Todos conectados, comentándose, regurgitando y pasándose entre sí opiniones tan vacías como la información en la que se basan sus reacciones. Mientras tanto, con sus me gusta, y me encanta, y me importa, hacen estudios de mercadeo para poner el consumo de cosas desechables e inútiles por encima de la propia vida, hay que ver el rostro de alegría de quienes salían con un televisor nuevo del Covid-Friday. Los políticos y los banqueros hacen y deshacen en medio de desastres mientras los ciudadanos se entregan a orgías de consumo. Sin embargo, la tecnología no es por sí sola el Leviatán al que entregamos nuestras libertades, nuestra capacidad de servirnos de nuestra propia razón. Pierre Bourdieu decía en una entrevista que era irónico estar promocionando su libro que crítica la televisión en un programa de televisión. Ahora mismo, y guardando las proporciones, este texto lo escribo en una laptop para luego subirlo a internet.
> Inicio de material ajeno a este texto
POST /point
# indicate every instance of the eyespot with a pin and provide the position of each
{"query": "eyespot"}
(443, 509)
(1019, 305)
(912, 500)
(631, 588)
Como se señala en la novela de Bradbury, la tecnología es sólo el medio, y hoy en día es un medio donde libremente podemos leer grandes libros y rigurosas investigaciones. Al sistema no le interesa ya quemar libros. Lo que si prevalece de la novela ahora es el desinterés por leer eso interesante e importante que hay en internet. Tal vez sea nuestra natural tendencia a desear una vida de placer sensorial constante e intenso, la sobrepoblación y otros factores lo que nos hace más receptivos a los contenidos insulsos y veloces que se nos transmiten por estos medios.

Ya hace mucho tiempo que no hay guerras mundiales. La amenaza de una bomba nuclear cayendo desde el cielo con un vaquero sobre ella como en Dr Strangelove es un temor que surge y desaparece esporádicamente en redes sociales y noticiarios de televisión. Siempre habrá una loción de calamina en los medios para un cerebro estresado al sentirse presionado a pensar por sí mismo cuando tiene al frente la muerte,  ya sea por circunstancias mortales provenientes de la mano del ser humano o la naturaleza. Siempre habrá un avatar o una aplicación para vernos como el sexo opuesto, siempre habrá un día sin IVA para conseguir el televisor de última generación y soñar con el éxito de presentadores, modelos, futbolistas o narcotraficantes homenajeados en telenovelas. La mayoría de la gente opina de política después de leer en un muro de red social sólo un titular y dos frases, todo se reduce a petristas, uribistas, feminismos homogenizantes, en últimas, totalitarismos ideológicos que nadie sabe bien de que se tratan. No se lee a profundidad ni libros ni investigaciones extensas porque confundimos ser libres de expresarnos con ser libres de decir lo primero que se nos ocurre, sin crítica ni autocrítica.
Fotografía Día sin IVA o Covid-Friday en Colombia (Junio 2020)

Hoy nos amenaza un virus, y en redes curas milagrosas y conspiraciones están a la orden del día, la información científica y su análisis crítico se diluye en el vomitorio que se llegan a convertir los televisores, las laptops y los móviles. La propia naturaleza de la que hacemos parte, esa naturaleza que se devora a menudo a sí misma para generar o mantener más vida, esa naturaleza de la que hacemos parte con nuestra inteligencia para conocerla o para conocerse a sí misma, nos pone hoy de manifiesto la fragilidad de la existencia humana como especie. ¿Y si ahora las bombas nucleares estallan o un virus más terrible y devastador aparece? ¿Y si nuestra también natural tendencia a ser felices siendo estúpidos persiste en medio del desastre natural y social? ¿Qué quedará? Quizá solo un grito de espanto viajando para siempre en un universo lleno solamente de rocas y fuego, el grito de una especie que no se dio cuenta que se aniquilaba a sí misma porque estaba ocupada siendo feliz. O tal vez queden solamente unos cuantos que hayan memorizado las grandes obras, los grandes libros, algunos que se detuvieron en medio de la andanada de estímulos estupidizantes y dijeron ¡Sapere Aude! O ¡Conócete a ti mismo! dispuestos a empezar de nuevo.